7. Itching, Hives, and Rashes
Both hypothyroidism and hyperthyroidism can cause itching, an ongoing rash, or hives (sometimes lasting more than six weeks).In one study, itching affected about 76% of people with hypothyroidism.
8. Eye Swelling
An underactive thyroid can cause fluid retention, leading to swelling or puffiness around the eyes known as periorbital edema. This is often mistaken for allergies. You may also have drooping upper eyelids (ptosis).
9. Yellow Plaques Around Your Eyelids
With hypothyroidism, you may develop xanthelasma. This shows up as soft, yellow plaques around your eyelids, especially near the inner corners.
10. Retracting Eyelids
With an overactive thyroid, you may notice your eyelids retract or lag. This means that your eyelids don’t close fully, which can make your eyes look wide or give a staring or surprised appearance.
11. Bulging Eyes
With Graves’ disease, which can cause hyperthyroidism, you may develop a condition called thyroid eye disease.
This results in bulging eyes (proptosis) due to swelling or pressure behind your eyes. You might also experience double vision, watery eyes, and red or bloodshot eyes..

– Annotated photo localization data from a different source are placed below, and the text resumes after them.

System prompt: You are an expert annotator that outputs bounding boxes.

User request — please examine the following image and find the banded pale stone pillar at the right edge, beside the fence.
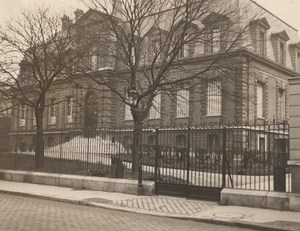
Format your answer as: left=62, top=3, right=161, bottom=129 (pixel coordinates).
left=288, top=77, right=300, bottom=193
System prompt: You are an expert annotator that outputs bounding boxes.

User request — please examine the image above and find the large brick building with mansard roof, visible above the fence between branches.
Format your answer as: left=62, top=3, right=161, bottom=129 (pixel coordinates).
left=8, top=1, right=300, bottom=149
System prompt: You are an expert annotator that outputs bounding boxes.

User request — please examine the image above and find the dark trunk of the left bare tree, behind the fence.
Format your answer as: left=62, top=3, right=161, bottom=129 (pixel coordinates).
left=35, top=109, right=44, bottom=169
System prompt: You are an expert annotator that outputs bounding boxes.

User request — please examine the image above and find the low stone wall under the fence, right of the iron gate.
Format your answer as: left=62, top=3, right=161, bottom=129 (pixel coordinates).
left=220, top=188, right=300, bottom=212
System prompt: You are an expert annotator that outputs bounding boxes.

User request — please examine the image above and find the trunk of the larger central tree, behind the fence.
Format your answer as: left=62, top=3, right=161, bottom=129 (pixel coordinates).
left=132, top=118, right=143, bottom=178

12. Eyebrow and Eyelash Loss
If your thyroid is underactive, the outer third of your eyebrows may slowly thin or disappear. Eyelash loss can also occur, but it is less common.
Hair and Nail Changes
Thyroid imbalances can also affect your hair and nails.
Hair Changes
If you have an underactive thyroid, your hair may feel dry, coarse, and brittle. It may also shed easily.
Up to 50% of people with hypothyroidism experience hair thinning across their scalp. It may get worse briefly after you start treatment but then improve.
Some cases of hypothyroidism cause more hair to grow on your back and shoulders, though this is less common and specific to children.
With an overactive thyroid, your hair may be fine, soft, and thinner, with increased shedding.
It could also look banded or speckled, with light and dark sections along the strands, but this is rare.
Nail Changes
With hypothyroidism, your nails may grow more slowly and may become brittle, thick, or ridged.
If you have an overactive thyroid, your nails may grow faster but feel soft and fragile.